You can slice an entire zucchini, blanch it, then lay the slices onto a thin cookie sheet or plastic placemat and freeze. Dump the well-frozen pieces into a zip-loc and then just take a piece out when it's feeding time. For a single pleco, you might even slice each round piece into quarters. I blanch 5-6 zucchni at a time, then feed for a month+ out of the freezer, but I also have 8 adults and more than 50 BN fry on hand at the moment! NOTE: frozen pieces will float until they thaw, then they sink.


----------



## LittleWatty (May 13, 2012)

Only veggies I have on hand that aren't frozen are carrots, beets, and some lettuce (not Iceburg). The lettuce is called "living lettuce" and is packaged as a whole plant - roots and all. They last longer that way (and, being a college student with no roomies trying to eat healthy, the longer I can get fresh stuff to last, the better!). Would that work, if I just took a leaf and blanched it? So far all I've done is give him algae wafers, but as I said, I usually take it out if its in there for a really long time.

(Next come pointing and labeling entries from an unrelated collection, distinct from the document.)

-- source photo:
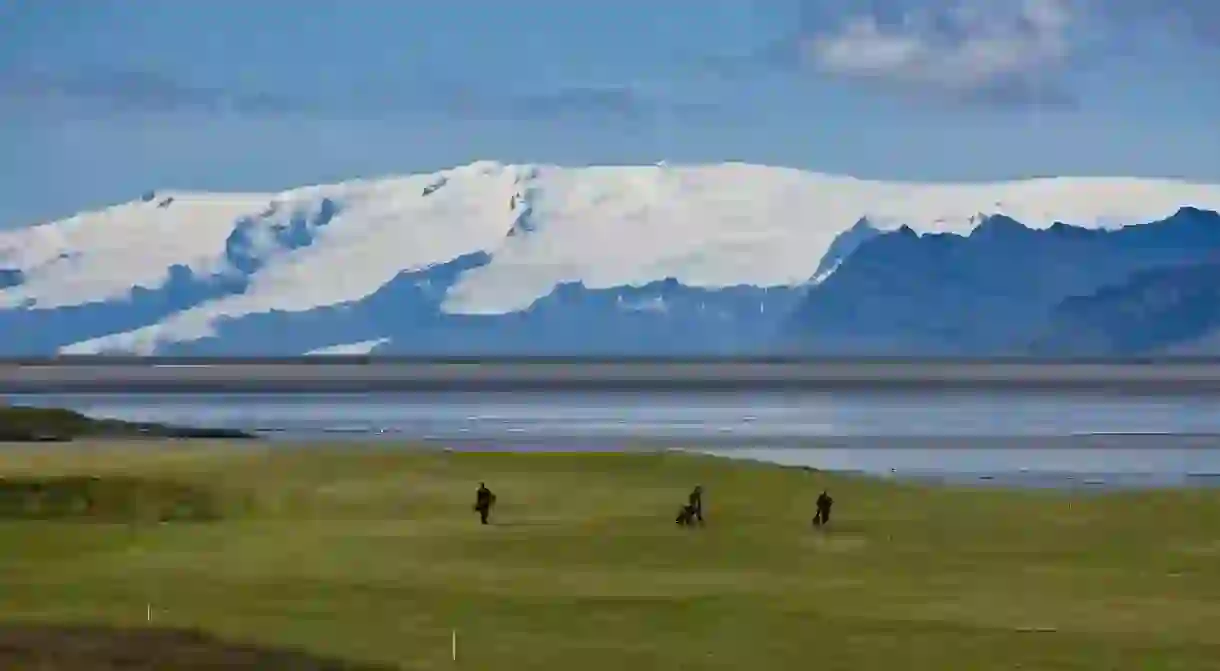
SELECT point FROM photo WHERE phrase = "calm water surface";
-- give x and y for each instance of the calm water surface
(1035, 439)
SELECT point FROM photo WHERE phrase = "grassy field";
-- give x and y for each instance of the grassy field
(376, 556)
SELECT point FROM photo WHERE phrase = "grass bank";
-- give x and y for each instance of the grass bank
(56, 425)
(375, 555)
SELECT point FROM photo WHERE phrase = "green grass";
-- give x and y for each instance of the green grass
(375, 555)
(38, 425)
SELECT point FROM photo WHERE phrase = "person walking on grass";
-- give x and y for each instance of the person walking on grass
(822, 516)
(483, 502)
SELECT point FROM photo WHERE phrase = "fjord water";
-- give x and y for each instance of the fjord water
(1032, 438)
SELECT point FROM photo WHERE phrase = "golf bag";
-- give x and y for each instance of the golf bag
(686, 516)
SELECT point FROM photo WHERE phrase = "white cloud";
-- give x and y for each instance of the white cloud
(965, 48)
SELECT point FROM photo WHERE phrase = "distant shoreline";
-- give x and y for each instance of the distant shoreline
(364, 375)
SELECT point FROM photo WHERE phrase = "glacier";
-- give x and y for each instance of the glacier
(494, 256)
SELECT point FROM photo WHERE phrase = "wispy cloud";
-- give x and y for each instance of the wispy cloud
(966, 50)
(1005, 53)
(99, 92)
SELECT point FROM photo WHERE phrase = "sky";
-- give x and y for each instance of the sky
(103, 100)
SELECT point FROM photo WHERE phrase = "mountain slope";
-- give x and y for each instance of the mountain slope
(494, 256)
(1169, 310)
(983, 293)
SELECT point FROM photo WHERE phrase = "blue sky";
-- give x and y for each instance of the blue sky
(101, 100)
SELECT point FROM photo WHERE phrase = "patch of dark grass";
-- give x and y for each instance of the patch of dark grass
(105, 499)
(35, 425)
(89, 648)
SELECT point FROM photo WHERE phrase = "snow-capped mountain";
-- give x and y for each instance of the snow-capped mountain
(1010, 289)
(495, 259)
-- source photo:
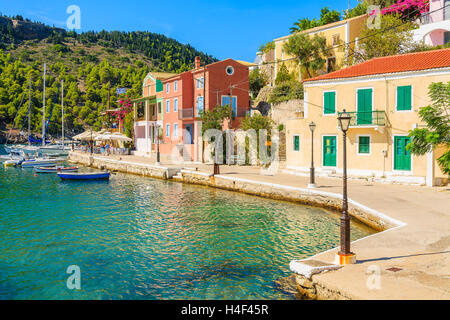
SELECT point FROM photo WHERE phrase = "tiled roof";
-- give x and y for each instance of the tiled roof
(400, 63)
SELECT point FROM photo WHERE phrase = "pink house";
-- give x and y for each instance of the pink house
(435, 26)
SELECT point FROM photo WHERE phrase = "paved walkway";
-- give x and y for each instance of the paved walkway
(421, 248)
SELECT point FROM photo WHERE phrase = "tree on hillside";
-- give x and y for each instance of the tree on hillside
(437, 131)
(257, 80)
(394, 37)
(309, 51)
(326, 16)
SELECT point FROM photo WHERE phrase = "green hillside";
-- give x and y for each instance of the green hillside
(88, 62)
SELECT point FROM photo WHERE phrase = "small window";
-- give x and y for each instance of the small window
(167, 130)
(229, 70)
(364, 145)
(335, 39)
(404, 98)
(329, 102)
(296, 143)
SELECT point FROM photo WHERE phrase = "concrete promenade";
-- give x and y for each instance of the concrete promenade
(419, 249)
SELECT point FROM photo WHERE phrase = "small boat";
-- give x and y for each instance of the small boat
(38, 163)
(12, 162)
(84, 176)
(55, 169)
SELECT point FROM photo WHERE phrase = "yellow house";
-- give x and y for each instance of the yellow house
(383, 96)
(341, 35)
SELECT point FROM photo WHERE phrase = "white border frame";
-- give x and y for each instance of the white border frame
(299, 142)
(403, 172)
(412, 98)
(337, 150)
(323, 103)
(357, 144)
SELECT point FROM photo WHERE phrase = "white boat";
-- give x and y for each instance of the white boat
(39, 163)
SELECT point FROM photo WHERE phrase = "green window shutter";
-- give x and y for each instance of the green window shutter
(364, 145)
(296, 143)
(404, 98)
(329, 103)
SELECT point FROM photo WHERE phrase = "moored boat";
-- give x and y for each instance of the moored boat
(84, 176)
(55, 169)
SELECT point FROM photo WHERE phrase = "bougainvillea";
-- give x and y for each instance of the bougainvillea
(125, 107)
(406, 7)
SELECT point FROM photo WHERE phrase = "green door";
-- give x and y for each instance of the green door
(329, 151)
(402, 157)
(364, 115)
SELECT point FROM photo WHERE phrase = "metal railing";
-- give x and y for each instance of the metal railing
(365, 119)
(186, 113)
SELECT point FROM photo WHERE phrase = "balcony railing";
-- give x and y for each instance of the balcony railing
(186, 113)
(367, 119)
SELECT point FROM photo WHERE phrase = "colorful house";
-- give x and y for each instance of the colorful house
(178, 102)
(341, 36)
(148, 113)
(383, 96)
(434, 26)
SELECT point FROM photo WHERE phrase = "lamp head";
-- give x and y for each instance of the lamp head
(344, 120)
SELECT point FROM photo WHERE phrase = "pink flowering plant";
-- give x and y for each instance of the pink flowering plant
(408, 8)
(125, 107)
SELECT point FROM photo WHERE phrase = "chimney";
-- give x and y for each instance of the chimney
(197, 62)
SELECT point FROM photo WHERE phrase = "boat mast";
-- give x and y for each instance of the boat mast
(62, 111)
(29, 112)
(43, 112)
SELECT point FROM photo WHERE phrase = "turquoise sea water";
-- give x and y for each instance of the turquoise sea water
(140, 238)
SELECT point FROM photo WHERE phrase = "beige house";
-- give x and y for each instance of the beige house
(383, 96)
(341, 35)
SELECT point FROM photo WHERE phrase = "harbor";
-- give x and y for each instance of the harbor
(136, 237)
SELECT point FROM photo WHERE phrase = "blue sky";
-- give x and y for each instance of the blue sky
(225, 29)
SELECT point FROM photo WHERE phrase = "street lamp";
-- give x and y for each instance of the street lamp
(158, 159)
(312, 184)
(345, 256)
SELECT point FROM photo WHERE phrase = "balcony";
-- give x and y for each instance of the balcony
(372, 119)
(185, 113)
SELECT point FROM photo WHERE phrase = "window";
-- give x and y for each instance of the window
(335, 39)
(199, 105)
(167, 130)
(296, 143)
(331, 64)
(226, 101)
(329, 102)
(404, 98)
(364, 145)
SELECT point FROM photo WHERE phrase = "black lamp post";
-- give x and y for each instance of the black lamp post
(158, 162)
(345, 255)
(312, 184)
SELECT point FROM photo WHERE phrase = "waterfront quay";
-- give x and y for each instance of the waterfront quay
(408, 259)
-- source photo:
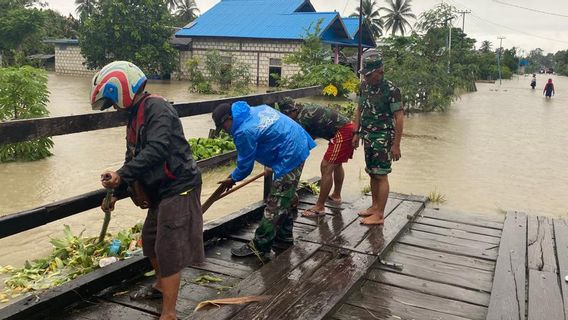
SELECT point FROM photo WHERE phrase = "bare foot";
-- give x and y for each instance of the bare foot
(374, 219)
(367, 212)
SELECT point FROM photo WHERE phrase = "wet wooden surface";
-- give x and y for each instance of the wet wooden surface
(454, 267)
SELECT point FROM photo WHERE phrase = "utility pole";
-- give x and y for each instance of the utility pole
(463, 13)
(360, 51)
(499, 56)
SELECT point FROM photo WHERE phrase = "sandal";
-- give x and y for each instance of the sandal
(146, 293)
(311, 213)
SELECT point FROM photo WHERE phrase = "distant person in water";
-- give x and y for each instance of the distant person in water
(548, 89)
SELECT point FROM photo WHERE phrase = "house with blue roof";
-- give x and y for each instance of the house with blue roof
(260, 33)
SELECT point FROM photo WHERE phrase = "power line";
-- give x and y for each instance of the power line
(530, 9)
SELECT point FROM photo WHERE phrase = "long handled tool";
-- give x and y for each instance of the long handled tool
(219, 194)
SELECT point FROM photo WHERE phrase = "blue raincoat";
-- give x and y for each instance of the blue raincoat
(269, 137)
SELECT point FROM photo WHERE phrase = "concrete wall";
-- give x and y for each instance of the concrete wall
(68, 60)
(256, 53)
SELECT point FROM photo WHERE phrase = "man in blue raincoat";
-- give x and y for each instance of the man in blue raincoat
(265, 135)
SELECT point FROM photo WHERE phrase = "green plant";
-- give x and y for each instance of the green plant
(24, 95)
(203, 148)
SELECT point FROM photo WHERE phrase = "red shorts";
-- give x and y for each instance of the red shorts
(340, 148)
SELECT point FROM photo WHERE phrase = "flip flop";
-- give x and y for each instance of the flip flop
(146, 293)
(313, 213)
(364, 213)
(333, 201)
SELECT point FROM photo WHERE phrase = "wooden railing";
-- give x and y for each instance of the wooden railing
(23, 130)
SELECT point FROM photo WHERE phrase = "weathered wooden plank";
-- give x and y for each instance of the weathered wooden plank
(23, 130)
(224, 267)
(382, 295)
(455, 233)
(490, 254)
(459, 226)
(508, 293)
(453, 240)
(545, 299)
(540, 244)
(29, 219)
(316, 297)
(431, 287)
(265, 278)
(461, 276)
(561, 237)
(104, 310)
(190, 293)
(56, 299)
(394, 311)
(486, 221)
(444, 257)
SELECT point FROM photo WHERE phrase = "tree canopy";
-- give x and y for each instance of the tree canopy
(132, 30)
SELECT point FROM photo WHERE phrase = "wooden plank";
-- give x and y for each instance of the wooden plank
(291, 263)
(409, 239)
(540, 244)
(459, 226)
(56, 299)
(486, 221)
(561, 237)
(394, 310)
(508, 292)
(545, 299)
(455, 233)
(474, 244)
(104, 310)
(382, 295)
(23, 130)
(446, 258)
(432, 288)
(224, 267)
(461, 276)
(315, 298)
(190, 293)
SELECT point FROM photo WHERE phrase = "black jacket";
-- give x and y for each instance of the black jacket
(161, 158)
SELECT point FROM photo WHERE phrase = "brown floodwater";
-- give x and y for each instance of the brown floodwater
(501, 148)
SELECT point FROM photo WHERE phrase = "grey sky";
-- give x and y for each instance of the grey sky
(489, 19)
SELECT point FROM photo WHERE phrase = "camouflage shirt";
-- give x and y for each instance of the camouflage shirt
(320, 121)
(378, 104)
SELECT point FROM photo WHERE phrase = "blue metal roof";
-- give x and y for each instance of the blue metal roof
(267, 19)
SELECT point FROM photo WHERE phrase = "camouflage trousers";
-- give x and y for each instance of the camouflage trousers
(278, 219)
(378, 158)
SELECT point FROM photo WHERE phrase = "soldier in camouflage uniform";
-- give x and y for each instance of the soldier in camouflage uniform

When I first got back to my apartment after getting some groceries, I saw my pleco hanging out on a decoration. Haven't seen him since >.> but, the back of my tank is pretty densely planted. Hoping he hasn't gotten himself stuck somewhere. He manages to find the smallest crevices to swim into, as this picture is evidence to (he's in the driftwood - I thought it was flush against the glass, but apparently not!)


----------



## DKRST (Jan 11, 2011)

I think your pleco's probably munching on almost invisible things on the tank sides and plants, as well as the algae tabs. They can be shy, so it's probably feeding when the tank lights are out. I wouldn't sweat it too much, but keep dropping in an algae tab periodically. If you don't have fresh stuff, don't worry too much, but try to snag some greens from the campus dining hall to try them out!


----------



## LittleWatty (May 13, 2012)

Since I don't have a meal plan, I can't get anything from there XD but... a friend of mine still does, so I might be able to get him to pay for me so we ca get some veggies for him once everyone moves in.


----------



## laoshun (Apr 3, 2012)

those young albino BN can produce poop that covers the bottom of a 10 gallon tank in 1 day.


----------



## djembekah (Feb 13, 2012)

i adore my bristlenose. he definitely eats the algae wafers, loves fresh veggies, and sucks on the glass and filters too. He's been here for a few months, and is getting large. i think he probably gets food that falls to the bottom too, though it might not be much- my betta girls are piggy. I wouldn't worry too much though ;3 unless he's ill, he should have the instinct to go find food when he's hungry, and as long as it's available, he should be good


----------



## LittleWatty (May 13, 2012)

Well, I haven't seen him touch algae wafers (left in overnight) or a small piece of lettuce (not iceberg) that I put in there for him over the past few days. I think I might have a planaria infestation though, so I won't be complaining if he's eating those XD His stomach isn't the dark brown color that it was when I got him, though. Hasn't been since the day I got him, and it looked like he was full of either food, or fecal matter. So... I don't know. I'm leaving the lights on for a few extra hours a day, to maybe create an algae colony in there or something, just to be sure he has SOMETHING.


----------



## LittleWatty (May 13, 2012)

I don't know if this is a normal appearance for BS pleco's, but his face almost looks like its starting to hollow out. Maybe I just didn't notice when I got him, maybe its just started happening. I don't know. But I gave him another algae wafer, and even directed him to it, and even though he would sit right on it, he wouldn't eat it. Just sat there, then eventually moved away. But, since he knows where it is now, maybe he'll eat it.


----------



## Silverfang (Mar 25, 2011)

I recently purchased a young BN. I'm having the same issues as you. He avoids veggies, barely touches wafers, and clings to the glass for dear life.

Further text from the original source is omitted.